Spice Hunting: Annato Seeds (Achiote)

Updated August 25, 2020

Pop quiz: What spice is used in Latin American rice dishes, English cheese manufacturing, and Vietnamese braises? Okay, the title of the post gives this one away. But let's talk about annato for a minute, the great understudy of the spice world.

Annato seeds are harvested from a small spiky fruit that likely originated in Brazil. Small, angular, and pebble-like, the seeds are full of water- and fat-soluble pigments that were used for everything from paint to medicine to clothing dye. Food preparation probably came later, though some suspect the seeds early Aztec hot chocolate drinks. When the Spanish arrived, and brought their saffron- and paprika-hued rice dishes with them, annato became the homegrown response to a new appetite for brightly spiced rice dishes across Latin America and the Caribbean. If you've ever enjoyed a plate of arroz con gandules or a bowl of "soupy rice" with a rich yellow hue, you can almost certainly thank annato.

20120315-196710-annato-seeds-pod.jpg
Annato seeds in the pod. Wikipedia

While you're at it, thank it for a lot more, like the orange color of your Velveeta and American singles. Ever wonder why processed cheddar looks a lot more orange than "real" cheddar? Going back as early as the 16th century, cheddar makers in Gloucestershire dyed their milk with annato to fool consumers into thinking they were getting a better cheese. The superior cheddars of the region owed a slight orange hue to carotenoid-rich grasses in cattle pastures, so orange became a marker for quality cheese, which sketchy creameries took advantage of with a sprinkle of annato into their lower quality milk. The orange = quality marker is an artifact that's lasted till today, even if it's no longer accurate in the slightest. The irony is that annato-colored cheeses are usually way more orange than the superior cheeses they're trying to imitate.
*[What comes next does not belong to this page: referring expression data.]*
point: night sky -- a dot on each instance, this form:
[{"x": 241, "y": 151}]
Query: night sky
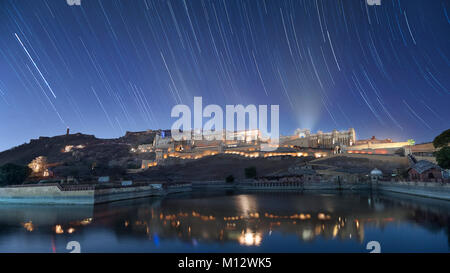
[{"x": 111, "y": 66}]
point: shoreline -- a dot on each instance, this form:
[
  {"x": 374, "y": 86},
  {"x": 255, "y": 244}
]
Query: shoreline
[{"x": 82, "y": 195}]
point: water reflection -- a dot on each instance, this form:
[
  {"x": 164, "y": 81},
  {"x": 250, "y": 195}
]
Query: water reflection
[{"x": 232, "y": 221}]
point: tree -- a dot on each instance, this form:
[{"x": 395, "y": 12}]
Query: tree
[
  {"x": 442, "y": 140},
  {"x": 12, "y": 174},
  {"x": 250, "y": 172},
  {"x": 229, "y": 179},
  {"x": 443, "y": 157}
]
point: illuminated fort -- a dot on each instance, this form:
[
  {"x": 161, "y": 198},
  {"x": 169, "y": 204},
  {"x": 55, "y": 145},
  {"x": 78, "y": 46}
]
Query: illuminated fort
[{"x": 196, "y": 144}]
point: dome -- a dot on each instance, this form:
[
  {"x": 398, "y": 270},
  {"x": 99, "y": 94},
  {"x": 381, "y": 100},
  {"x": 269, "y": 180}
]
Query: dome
[{"x": 376, "y": 172}]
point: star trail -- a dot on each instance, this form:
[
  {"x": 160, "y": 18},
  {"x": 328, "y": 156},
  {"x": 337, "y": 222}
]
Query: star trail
[{"x": 109, "y": 66}]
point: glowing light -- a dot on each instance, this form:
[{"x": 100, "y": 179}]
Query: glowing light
[{"x": 58, "y": 229}]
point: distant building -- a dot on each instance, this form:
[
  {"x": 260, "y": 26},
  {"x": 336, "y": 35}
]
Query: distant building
[
  {"x": 425, "y": 171},
  {"x": 376, "y": 146},
  {"x": 330, "y": 140},
  {"x": 103, "y": 179}
]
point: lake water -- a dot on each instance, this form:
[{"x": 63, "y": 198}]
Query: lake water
[{"x": 233, "y": 222}]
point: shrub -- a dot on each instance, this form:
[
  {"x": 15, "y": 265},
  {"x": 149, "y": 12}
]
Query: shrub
[
  {"x": 443, "y": 157},
  {"x": 12, "y": 174}
]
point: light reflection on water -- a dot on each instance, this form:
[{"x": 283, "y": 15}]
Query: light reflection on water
[{"x": 233, "y": 222}]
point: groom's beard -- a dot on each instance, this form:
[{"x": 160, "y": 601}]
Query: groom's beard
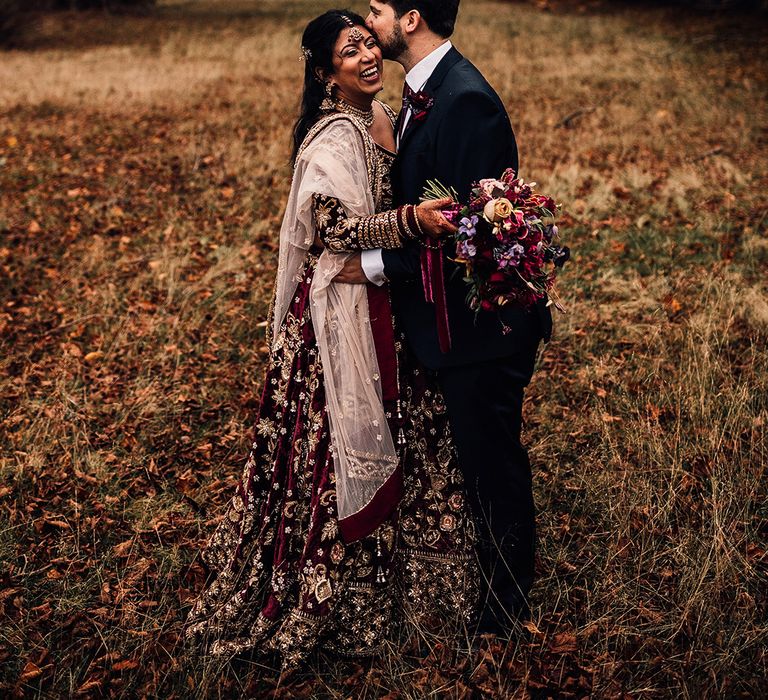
[{"x": 394, "y": 45}]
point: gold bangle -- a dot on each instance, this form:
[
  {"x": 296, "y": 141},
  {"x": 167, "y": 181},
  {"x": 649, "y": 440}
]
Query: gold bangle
[{"x": 418, "y": 223}]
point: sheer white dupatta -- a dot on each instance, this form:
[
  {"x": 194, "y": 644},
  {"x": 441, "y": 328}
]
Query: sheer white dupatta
[{"x": 332, "y": 161}]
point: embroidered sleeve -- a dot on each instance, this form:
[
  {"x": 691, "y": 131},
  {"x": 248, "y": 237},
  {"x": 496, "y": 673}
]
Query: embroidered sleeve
[{"x": 341, "y": 233}]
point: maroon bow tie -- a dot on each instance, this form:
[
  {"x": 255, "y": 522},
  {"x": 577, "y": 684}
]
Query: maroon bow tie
[{"x": 419, "y": 103}]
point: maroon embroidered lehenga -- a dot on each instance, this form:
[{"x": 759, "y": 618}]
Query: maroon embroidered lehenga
[{"x": 283, "y": 578}]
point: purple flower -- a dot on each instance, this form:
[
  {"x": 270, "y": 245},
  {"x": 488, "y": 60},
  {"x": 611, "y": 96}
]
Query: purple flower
[
  {"x": 509, "y": 257},
  {"x": 465, "y": 250},
  {"x": 467, "y": 226}
]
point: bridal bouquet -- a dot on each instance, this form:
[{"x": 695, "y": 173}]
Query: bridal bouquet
[{"x": 506, "y": 241}]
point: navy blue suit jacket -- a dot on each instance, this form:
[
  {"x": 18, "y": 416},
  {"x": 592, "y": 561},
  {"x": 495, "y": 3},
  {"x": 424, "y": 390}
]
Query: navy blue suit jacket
[{"x": 465, "y": 136}]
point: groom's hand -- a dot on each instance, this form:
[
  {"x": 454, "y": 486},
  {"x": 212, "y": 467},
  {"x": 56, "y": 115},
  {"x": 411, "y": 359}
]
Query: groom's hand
[{"x": 352, "y": 272}]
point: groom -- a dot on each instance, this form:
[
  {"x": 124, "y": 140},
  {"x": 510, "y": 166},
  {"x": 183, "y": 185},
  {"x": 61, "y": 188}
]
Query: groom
[{"x": 454, "y": 128}]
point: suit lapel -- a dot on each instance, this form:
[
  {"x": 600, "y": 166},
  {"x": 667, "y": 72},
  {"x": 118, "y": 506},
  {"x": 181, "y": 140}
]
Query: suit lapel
[{"x": 433, "y": 83}]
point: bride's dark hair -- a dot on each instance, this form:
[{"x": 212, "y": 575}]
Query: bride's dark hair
[{"x": 317, "y": 44}]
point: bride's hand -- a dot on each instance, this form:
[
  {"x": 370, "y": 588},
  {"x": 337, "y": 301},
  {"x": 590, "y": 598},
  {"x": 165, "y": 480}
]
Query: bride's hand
[{"x": 431, "y": 218}]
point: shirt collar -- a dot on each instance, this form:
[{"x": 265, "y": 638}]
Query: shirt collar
[{"x": 418, "y": 75}]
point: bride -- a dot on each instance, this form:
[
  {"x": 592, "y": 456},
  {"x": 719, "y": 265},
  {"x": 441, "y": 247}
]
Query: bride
[{"x": 350, "y": 514}]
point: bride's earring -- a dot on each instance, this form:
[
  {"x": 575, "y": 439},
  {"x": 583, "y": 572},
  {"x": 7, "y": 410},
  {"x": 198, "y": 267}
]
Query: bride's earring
[{"x": 328, "y": 104}]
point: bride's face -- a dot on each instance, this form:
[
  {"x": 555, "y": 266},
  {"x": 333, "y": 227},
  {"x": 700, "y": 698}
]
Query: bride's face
[{"x": 357, "y": 65}]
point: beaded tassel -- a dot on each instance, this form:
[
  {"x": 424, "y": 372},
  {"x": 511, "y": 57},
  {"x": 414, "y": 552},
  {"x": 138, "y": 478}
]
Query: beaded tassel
[
  {"x": 400, "y": 433},
  {"x": 380, "y": 576}
]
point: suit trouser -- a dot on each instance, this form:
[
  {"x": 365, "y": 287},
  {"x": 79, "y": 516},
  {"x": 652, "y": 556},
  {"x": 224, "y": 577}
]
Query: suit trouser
[{"x": 484, "y": 402}]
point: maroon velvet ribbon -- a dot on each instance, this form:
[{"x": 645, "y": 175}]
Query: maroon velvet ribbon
[{"x": 434, "y": 292}]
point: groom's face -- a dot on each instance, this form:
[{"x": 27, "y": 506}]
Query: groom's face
[{"x": 383, "y": 22}]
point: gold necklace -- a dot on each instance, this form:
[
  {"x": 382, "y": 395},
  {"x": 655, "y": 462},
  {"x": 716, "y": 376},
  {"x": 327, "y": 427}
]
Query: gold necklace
[{"x": 364, "y": 115}]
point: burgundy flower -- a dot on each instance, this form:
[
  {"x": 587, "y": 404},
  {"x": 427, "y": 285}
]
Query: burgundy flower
[{"x": 421, "y": 103}]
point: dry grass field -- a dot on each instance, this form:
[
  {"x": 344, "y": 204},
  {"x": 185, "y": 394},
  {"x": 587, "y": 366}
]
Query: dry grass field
[{"x": 143, "y": 168}]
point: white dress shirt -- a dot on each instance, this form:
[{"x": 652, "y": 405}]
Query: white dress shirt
[{"x": 371, "y": 260}]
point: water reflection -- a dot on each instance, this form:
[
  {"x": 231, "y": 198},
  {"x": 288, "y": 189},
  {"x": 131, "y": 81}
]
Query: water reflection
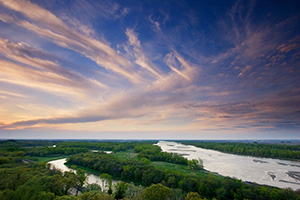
[{"x": 266, "y": 171}]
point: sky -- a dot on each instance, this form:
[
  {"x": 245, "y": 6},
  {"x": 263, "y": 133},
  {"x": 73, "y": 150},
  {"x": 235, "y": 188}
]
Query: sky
[{"x": 149, "y": 69}]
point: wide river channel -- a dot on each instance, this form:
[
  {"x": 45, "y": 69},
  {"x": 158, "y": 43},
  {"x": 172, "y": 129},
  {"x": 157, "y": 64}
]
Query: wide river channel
[{"x": 265, "y": 171}]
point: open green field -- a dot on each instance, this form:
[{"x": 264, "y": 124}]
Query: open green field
[{"x": 125, "y": 154}]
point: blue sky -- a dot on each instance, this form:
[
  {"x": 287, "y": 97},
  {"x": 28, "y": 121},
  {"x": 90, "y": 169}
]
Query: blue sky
[{"x": 150, "y": 69}]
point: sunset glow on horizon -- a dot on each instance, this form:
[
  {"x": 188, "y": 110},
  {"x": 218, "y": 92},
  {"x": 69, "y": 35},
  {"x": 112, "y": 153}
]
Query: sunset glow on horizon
[{"x": 149, "y": 69}]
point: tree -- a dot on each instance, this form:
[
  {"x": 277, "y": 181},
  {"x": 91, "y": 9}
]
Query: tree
[
  {"x": 195, "y": 164},
  {"x": 133, "y": 191},
  {"x": 106, "y": 181},
  {"x": 92, "y": 187},
  {"x": 192, "y": 196},
  {"x": 156, "y": 192},
  {"x": 69, "y": 180},
  {"x": 120, "y": 190},
  {"x": 95, "y": 196},
  {"x": 81, "y": 177}
]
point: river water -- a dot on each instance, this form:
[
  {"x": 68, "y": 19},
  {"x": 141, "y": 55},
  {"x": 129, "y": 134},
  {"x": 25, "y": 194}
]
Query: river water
[
  {"x": 265, "y": 171},
  {"x": 60, "y": 165}
]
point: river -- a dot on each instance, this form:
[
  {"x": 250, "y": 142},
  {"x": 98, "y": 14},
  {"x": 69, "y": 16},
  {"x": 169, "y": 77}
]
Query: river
[
  {"x": 60, "y": 165},
  {"x": 264, "y": 171}
]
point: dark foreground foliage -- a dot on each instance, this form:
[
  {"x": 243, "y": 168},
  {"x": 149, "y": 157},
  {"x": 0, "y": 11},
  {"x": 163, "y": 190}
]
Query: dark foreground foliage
[{"x": 22, "y": 178}]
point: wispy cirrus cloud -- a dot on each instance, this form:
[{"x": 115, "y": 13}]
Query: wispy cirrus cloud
[{"x": 60, "y": 33}]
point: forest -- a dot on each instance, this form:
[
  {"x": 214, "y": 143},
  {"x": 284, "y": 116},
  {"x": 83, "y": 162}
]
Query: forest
[{"x": 141, "y": 169}]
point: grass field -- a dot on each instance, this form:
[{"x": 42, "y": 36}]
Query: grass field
[{"x": 126, "y": 154}]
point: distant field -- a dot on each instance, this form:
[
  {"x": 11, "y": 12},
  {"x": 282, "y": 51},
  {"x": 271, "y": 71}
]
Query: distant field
[{"x": 125, "y": 154}]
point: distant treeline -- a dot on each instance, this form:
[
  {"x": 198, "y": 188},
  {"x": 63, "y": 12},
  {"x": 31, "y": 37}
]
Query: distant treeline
[
  {"x": 21, "y": 178},
  {"x": 209, "y": 186},
  {"x": 282, "y": 151}
]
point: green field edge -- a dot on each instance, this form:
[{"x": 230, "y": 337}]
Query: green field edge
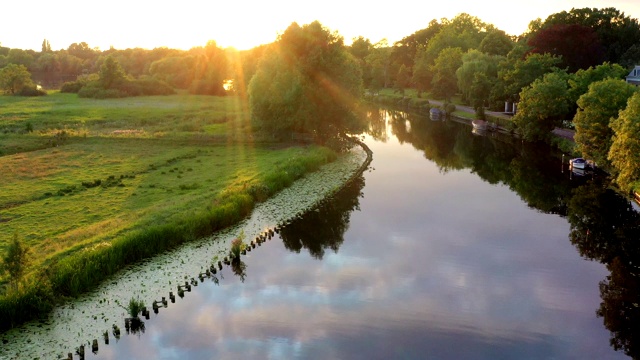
[{"x": 85, "y": 270}]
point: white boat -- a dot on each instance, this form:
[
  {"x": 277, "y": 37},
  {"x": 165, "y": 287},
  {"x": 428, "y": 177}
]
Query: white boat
[
  {"x": 436, "y": 114},
  {"x": 479, "y": 124},
  {"x": 578, "y": 163}
]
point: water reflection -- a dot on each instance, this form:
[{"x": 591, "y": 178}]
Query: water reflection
[
  {"x": 324, "y": 227},
  {"x": 606, "y": 228},
  {"x": 604, "y": 225},
  {"x": 463, "y": 256}
]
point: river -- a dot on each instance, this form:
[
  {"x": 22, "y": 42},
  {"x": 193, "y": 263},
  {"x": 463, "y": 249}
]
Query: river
[{"x": 450, "y": 246}]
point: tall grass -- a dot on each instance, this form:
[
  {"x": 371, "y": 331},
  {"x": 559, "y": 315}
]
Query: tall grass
[{"x": 83, "y": 270}]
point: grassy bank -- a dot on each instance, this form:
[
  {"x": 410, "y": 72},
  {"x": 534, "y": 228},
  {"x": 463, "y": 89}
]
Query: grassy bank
[{"x": 99, "y": 184}]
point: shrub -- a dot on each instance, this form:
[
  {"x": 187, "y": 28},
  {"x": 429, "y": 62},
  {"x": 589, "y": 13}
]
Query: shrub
[
  {"x": 72, "y": 86},
  {"x": 135, "y": 307},
  {"x": 31, "y": 91},
  {"x": 237, "y": 245}
]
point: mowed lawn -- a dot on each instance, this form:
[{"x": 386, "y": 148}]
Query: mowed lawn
[{"x": 121, "y": 165}]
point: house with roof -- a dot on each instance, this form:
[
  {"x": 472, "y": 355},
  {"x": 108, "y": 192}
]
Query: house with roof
[{"x": 634, "y": 76}]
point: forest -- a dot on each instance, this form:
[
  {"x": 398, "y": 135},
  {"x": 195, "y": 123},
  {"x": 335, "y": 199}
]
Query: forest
[{"x": 553, "y": 73}]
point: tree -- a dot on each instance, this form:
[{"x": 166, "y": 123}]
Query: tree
[
  {"x": 403, "y": 79},
  {"x": 596, "y": 108},
  {"x": 46, "y": 46},
  {"x": 615, "y": 31},
  {"x": 515, "y": 72},
  {"x": 496, "y": 42},
  {"x": 82, "y": 51},
  {"x": 405, "y": 51},
  {"x": 422, "y": 74},
  {"x": 445, "y": 82},
  {"x": 543, "y": 106},
  {"x": 15, "y": 261},
  {"x": 631, "y": 57},
  {"x": 14, "y": 78},
  {"x": 624, "y": 153},
  {"x": 577, "y": 45},
  {"x": 581, "y": 80},
  {"x": 464, "y": 32},
  {"x": 475, "y": 62},
  {"x": 308, "y": 82},
  {"x": 111, "y": 73},
  {"x": 378, "y": 64}
]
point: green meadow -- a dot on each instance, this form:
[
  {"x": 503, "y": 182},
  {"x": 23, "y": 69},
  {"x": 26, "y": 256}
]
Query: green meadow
[{"x": 91, "y": 186}]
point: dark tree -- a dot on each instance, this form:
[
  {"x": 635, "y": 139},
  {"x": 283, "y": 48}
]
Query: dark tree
[
  {"x": 616, "y": 32},
  {"x": 578, "y": 45}
]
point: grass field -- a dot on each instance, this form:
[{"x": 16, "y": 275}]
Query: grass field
[{"x": 78, "y": 174}]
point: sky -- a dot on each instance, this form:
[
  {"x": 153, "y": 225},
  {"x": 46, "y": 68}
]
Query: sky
[{"x": 244, "y": 24}]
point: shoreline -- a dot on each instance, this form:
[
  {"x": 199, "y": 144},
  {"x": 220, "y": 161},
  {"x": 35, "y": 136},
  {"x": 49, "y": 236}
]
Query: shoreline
[{"x": 76, "y": 322}]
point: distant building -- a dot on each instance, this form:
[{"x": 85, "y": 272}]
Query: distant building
[{"x": 634, "y": 76}]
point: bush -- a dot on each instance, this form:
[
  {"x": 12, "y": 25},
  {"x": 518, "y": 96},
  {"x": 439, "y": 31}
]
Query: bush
[
  {"x": 204, "y": 87},
  {"x": 422, "y": 105},
  {"x": 31, "y": 91},
  {"x": 72, "y": 87},
  {"x": 123, "y": 88}
]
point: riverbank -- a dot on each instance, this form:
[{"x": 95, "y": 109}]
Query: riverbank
[
  {"x": 93, "y": 198},
  {"x": 90, "y": 315}
]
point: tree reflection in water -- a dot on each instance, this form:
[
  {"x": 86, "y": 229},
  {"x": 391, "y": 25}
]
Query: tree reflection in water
[
  {"x": 239, "y": 268},
  {"x": 606, "y": 228},
  {"x": 324, "y": 227},
  {"x": 604, "y": 225}
]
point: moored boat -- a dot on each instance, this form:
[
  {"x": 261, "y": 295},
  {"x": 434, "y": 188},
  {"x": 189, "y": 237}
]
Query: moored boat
[{"x": 479, "y": 124}]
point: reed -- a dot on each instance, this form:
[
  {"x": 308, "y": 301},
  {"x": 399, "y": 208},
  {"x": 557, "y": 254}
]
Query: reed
[{"x": 83, "y": 270}]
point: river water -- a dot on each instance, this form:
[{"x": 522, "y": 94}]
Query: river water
[{"x": 450, "y": 246}]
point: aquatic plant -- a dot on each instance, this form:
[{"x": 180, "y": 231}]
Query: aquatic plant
[
  {"x": 237, "y": 245},
  {"x": 135, "y": 307}
]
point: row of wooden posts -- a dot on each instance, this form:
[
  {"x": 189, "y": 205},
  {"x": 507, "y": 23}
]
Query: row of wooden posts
[{"x": 213, "y": 269}]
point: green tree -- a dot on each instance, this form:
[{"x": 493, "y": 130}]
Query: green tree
[
  {"x": 378, "y": 64},
  {"x": 516, "y": 72},
  {"x": 596, "y": 108},
  {"x": 445, "y": 82},
  {"x": 543, "y": 105},
  {"x": 422, "y": 74},
  {"x": 111, "y": 73},
  {"x": 475, "y": 62},
  {"x": 308, "y": 82},
  {"x": 464, "y": 32},
  {"x": 496, "y": 42},
  {"x": 15, "y": 261},
  {"x": 20, "y": 57},
  {"x": 13, "y": 78},
  {"x": 624, "y": 153},
  {"x": 46, "y": 46},
  {"x": 581, "y": 80},
  {"x": 616, "y": 31},
  {"x": 403, "y": 79},
  {"x": 480, "y": 92}
]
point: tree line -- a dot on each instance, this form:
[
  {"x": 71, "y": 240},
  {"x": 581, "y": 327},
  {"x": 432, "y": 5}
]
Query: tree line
[{"x": 564, "y": 71}]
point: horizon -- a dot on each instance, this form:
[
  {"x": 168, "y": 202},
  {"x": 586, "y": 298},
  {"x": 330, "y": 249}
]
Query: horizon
[{"x": 195, "y": 23}]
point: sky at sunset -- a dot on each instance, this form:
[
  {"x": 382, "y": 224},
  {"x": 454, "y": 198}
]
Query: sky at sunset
[{"x": 246, "y": 23}]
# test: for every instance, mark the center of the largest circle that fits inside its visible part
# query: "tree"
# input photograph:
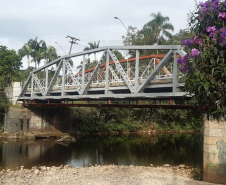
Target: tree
(204, 67)
(159, 25)
(25, 51)
(10, 63)
(38, 50)
(179, 38)
(50, 54)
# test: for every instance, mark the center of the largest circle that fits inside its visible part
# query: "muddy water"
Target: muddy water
(173, 149)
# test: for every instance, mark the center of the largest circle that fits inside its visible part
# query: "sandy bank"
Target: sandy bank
(100, 175)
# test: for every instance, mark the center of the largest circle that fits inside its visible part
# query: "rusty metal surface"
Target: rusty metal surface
(110, 105)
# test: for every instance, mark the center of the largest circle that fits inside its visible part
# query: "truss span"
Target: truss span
(146, 77)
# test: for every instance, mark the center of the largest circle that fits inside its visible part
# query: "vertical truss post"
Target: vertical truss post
(83, 72)
(155, 71)
(122, 72)
(32, 84)
(63, 79)
(54, 78)
(93, 74)
(137, 70)
(175, 84)
(46, 83)
(107, 74)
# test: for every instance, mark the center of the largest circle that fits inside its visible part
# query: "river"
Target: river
(139, 150)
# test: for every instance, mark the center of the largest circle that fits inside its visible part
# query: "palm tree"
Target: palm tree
(25, 50)
(159, 25)
(38, 50)
(50, 54)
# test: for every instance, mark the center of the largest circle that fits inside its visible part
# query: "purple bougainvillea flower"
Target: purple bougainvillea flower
(179, 61)
(185, 59)
(195, 52)
(222, 15)
(211, 28)
(222, 38)
(187, 42)
(196, 40)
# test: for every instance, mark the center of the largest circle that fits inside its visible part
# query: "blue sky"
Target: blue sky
(88, 20)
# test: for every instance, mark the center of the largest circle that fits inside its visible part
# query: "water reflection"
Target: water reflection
(144, 150)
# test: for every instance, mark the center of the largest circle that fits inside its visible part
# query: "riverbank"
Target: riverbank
(52, 135)
(98, 175)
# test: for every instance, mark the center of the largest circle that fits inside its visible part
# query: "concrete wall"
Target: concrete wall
(214, 154)
(51, 120)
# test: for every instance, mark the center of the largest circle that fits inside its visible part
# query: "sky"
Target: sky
(87, 20)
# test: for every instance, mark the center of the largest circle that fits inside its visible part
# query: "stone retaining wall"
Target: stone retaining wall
(38, 119)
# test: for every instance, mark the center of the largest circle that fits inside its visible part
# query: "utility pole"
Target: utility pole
(73, 41)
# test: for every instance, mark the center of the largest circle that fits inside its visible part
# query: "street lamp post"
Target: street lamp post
(127, 52)
(122, 23)
(61, 47)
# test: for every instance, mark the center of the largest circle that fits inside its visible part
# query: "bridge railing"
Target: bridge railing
(110, 77)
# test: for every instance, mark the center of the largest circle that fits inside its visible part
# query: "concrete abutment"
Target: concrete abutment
(214, 151)
(49, 120)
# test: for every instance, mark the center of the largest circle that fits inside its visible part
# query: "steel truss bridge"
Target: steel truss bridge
(142, 77)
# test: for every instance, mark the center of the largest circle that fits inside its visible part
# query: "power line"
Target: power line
(73, 41)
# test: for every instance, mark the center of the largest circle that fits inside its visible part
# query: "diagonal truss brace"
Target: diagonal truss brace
(26, 85)
(113, 73)
(94, 73)
(122, 72)
(74, 79)
(39, 84)
(155, 71)
(54, 78)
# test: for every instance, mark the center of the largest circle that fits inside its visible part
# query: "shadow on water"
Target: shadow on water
(139, 150)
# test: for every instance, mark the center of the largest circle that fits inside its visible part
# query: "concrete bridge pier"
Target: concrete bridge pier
(41, 120)
(214, 151)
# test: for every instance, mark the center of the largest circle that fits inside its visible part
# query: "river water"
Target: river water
(139, 150)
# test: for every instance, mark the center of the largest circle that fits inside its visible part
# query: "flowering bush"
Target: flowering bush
(204, 67)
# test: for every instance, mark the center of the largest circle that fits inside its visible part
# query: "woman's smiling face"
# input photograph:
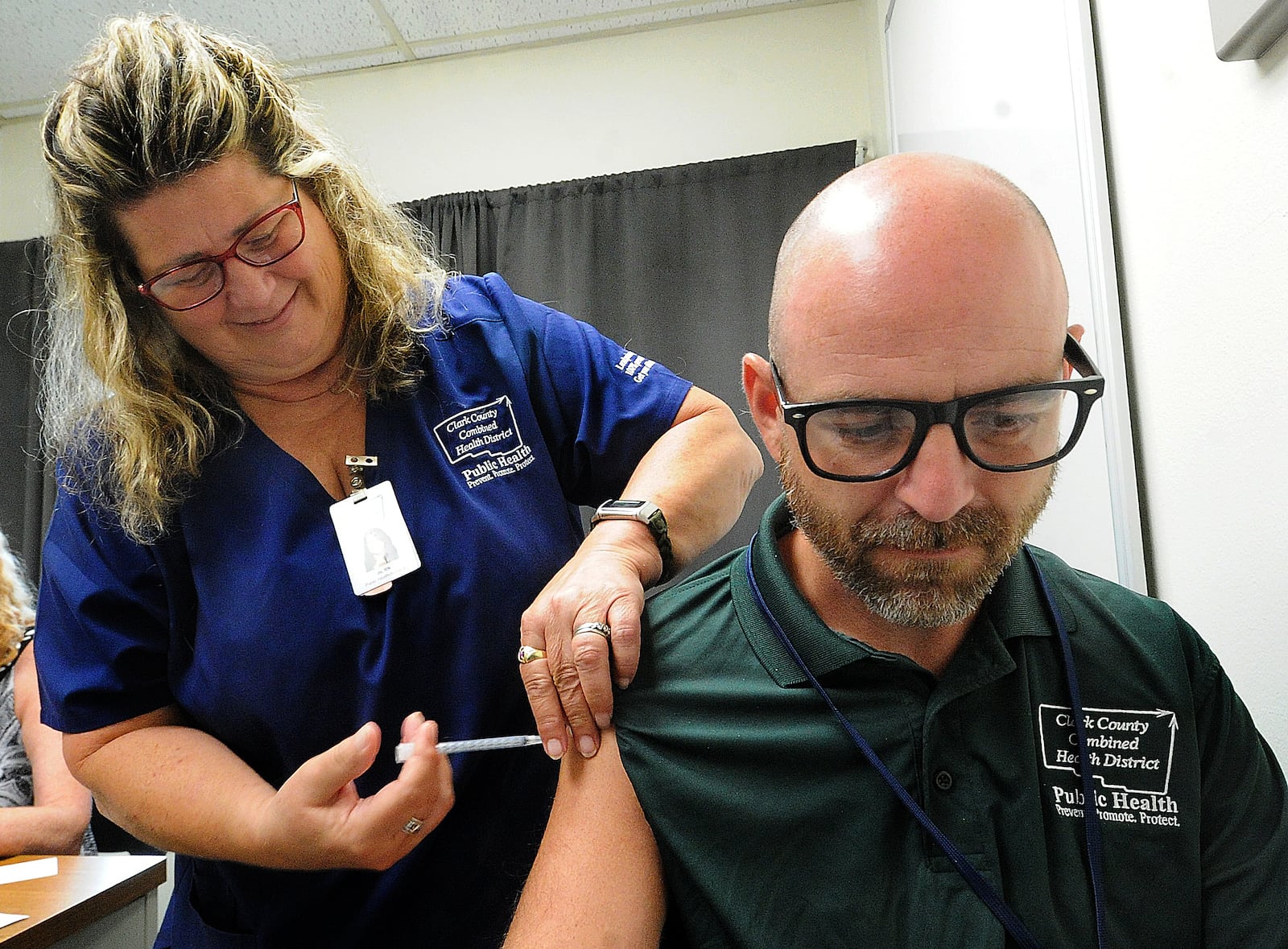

But annato is more than a pretty orange smile or a dirty cheese trick. Beneath its glow lie subtle flavors that add layers of spice to grains, legumes, meat, and savory sauces. Its earthy, slightly peppery taste pairs famously with the mild flavors of rice, poultry, onion, and bay. Sure, annato's mild—okay, it makes turmeric taste loud by comparison—but the subtle fragrance it imparts is irreplaceable.

How to Use Annato

One of the tricks to using spices well is knowing how to create layers of flavor in a dish. It couldn't be easier with annato. Blend it into a paste with herbs, spices, onion, garlic, and citrus to rub into pork. The paste is a marinade that becomes a sauce, adding flavor at all stages of the cooking process.

20120315-196710-achiote-oil.jpg
Annato-infused oil, rounded out with chile and bay. Max Falkowitz

An easier, more versatile trick is to make annato-infused oil, also called achiote oil, which can be used for pan frying, as the oil base for vegetable sweats, or as a finishing oil on soups. Steep some annato—and some friendly spices if you like (I'm partial to bay and dried chile)—in hot oil for a few minutes, strain, and jar. You've now got a fragrant red-orange oil to color and flavor all sorts of Latin American and Caribbean rice dishes, stews, and braises. The oil forms a mild base to build layers of flavor with browned meat, onion, garlic, fresh chile, citrus, cumin, and tomato.

This is flexible stuff which will keep at full potency for months (best in the fridge): instant flavor always on hand. For a more annato-forward flavor, use neutral canola or corn oil, but the peppery vibe of olive oil takes nicely to an annato steeping as well.

Don't stop with flavors from the Western Hemisphere. In the Philippines, Vietnam, and other parts of South East Asia, annato rounds out lemongrass, star anise, and coconut in stews and curries. Add some to your next braise, or just start your curry out with a swirl of homemade annato oil. You can find annato seeds at specialty spice shops and on the internet, but they're also quite common in the Hispanic sections of larger grocery stores.